Hiroshige11_hakone.jpg

 Hakone par Hiroshige extrait des 53 stations du Tokaïdo


          A la différence des sports de compétition où l'entrainement vise à la performance et où l'Ego est facilement nourri, dans les budo, dans les bujutsu, l'essentiel du travail, dans l'idéal, consiste au contraire à tenter d'effacer l'Ego pour laisser la technique jaillir, sans pensée, Mushin no shin. Voici ce qu'en dit le maître zen, Takuan Soho

 

    "L'esprit devrait toujours être dans un état de fluidité, lorsqu'il s'arrête sur quelque chose le flux est interrompu et c'est l'interruption qui est préjudiciable au bien-être de l'esprit. Dans le cas d'un sabreur, cela signifie la mort. Quand le sabreur se tient devant son adversaire, il ne pense pas à son ennemi, ni à lui-même, ni aux mouvements du sabre de son adversaire. Il se tient juste là avec son sabre, qui oubliant toute technique, est prêt à suivre uniquement ce que lui dicte le subconscient. L'homme s'est effacé en maniant le sabre. Quand il frappe, ce n'est pas l'homme mais le sabre dans les mains du subconscient de la personne, qui frappe."

 

        Je ne crois pas me tromper en avançant que nous retombons facilement dans un model compétitif à "l'insu de notre plein gré"...et lentement mais sûrement l'ego reprends le dessus.
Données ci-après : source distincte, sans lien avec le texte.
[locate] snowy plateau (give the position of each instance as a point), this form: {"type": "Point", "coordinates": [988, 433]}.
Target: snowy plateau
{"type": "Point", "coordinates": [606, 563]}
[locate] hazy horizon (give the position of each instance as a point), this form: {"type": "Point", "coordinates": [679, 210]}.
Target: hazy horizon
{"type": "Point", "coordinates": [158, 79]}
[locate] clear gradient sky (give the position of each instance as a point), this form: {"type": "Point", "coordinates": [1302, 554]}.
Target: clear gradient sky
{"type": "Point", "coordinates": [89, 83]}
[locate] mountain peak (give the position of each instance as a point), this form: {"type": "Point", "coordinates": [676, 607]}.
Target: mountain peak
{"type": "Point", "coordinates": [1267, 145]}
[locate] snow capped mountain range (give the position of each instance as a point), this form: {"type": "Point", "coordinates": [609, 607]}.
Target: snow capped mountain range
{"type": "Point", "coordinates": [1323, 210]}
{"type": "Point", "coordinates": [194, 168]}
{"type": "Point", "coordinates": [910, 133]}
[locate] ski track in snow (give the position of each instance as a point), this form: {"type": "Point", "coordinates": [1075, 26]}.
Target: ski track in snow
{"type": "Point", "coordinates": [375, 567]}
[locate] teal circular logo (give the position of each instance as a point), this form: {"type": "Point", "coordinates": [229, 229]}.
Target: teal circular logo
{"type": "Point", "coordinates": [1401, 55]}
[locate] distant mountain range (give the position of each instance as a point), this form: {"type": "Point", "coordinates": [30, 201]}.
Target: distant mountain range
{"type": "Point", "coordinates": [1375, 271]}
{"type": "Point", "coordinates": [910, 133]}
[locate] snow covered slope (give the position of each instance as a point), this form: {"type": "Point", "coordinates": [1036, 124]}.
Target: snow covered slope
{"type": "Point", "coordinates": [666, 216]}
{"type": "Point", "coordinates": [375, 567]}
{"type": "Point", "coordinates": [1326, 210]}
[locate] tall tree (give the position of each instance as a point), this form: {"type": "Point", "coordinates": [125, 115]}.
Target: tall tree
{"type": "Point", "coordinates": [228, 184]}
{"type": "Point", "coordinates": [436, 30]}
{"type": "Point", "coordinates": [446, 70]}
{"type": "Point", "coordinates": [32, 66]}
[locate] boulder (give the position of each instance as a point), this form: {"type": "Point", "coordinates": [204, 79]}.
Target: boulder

Comment tourner ce va et vient incessant à notre avantage?

 

 

De l'expérience né le progrès

 

    Transformer notre expérience négative, frustration née de la volonté de réussir, de faire, en énergie positive pour progresser dans la volonté de ne pas faire, d’agir sans vouloir agir…

 

Contrôler l’Ego? Le laisser s’exprimer? L’utiliser? Qu’en est il au final?

 

    

      On parle de lui comme de l’ennemi juré dans les arts martiaux, dans la méditation, au fond si comme si nous devions lutter en permanence contre nous même. Doit-on absolument chercher à faire taire cet Ego? Est ce là le sens de notre pratique? Plutôt que de combattre contre soi même, et par extension contre les autres, ne serait-il pas plus utile de trouver un terrain d’entente? Un Equilibre? 


 

 

yin-and-yang-145874_640.png

Yin et Yang en Chine, In et Yo au Japon symbole de l'équlibre entre le vide et plein, la volonté et son absence... 


 

    C’est un peu le sens de la recherche martiale. Trouver un moyen d’harmoniser l’esprit et le corps afin d’obtenir une utilisation optimale de nos fonctions? Enlever les tensions inutiles du corps, souvent liées à celles de l’esprit, afin d’unifier notre pensée et notre mouvement. Peut-être est-ce un peu cette idée quand on parle de « Non-pensée »? Non pas un état où plus rien ne passe car sans cela l’action n'existe pas mais un état où étant uni aux mouvements du corps l’esprit se tait, accompagne et guide silencieusement.

 

      Bien évidemment il s'agit d'une réflexion personnelle sur un sujet complexe, intangible. C'est une piste que j'ai développée autour de ma propre expérience et je tenais à la partager. Plutôt que de m'énerver de mes échecs dans la pratique j'essaye d'apprendre d'eux. J'ai l'impression d'être plus habile avec le temps mais peut être est-ce encore un tour de l'Ego...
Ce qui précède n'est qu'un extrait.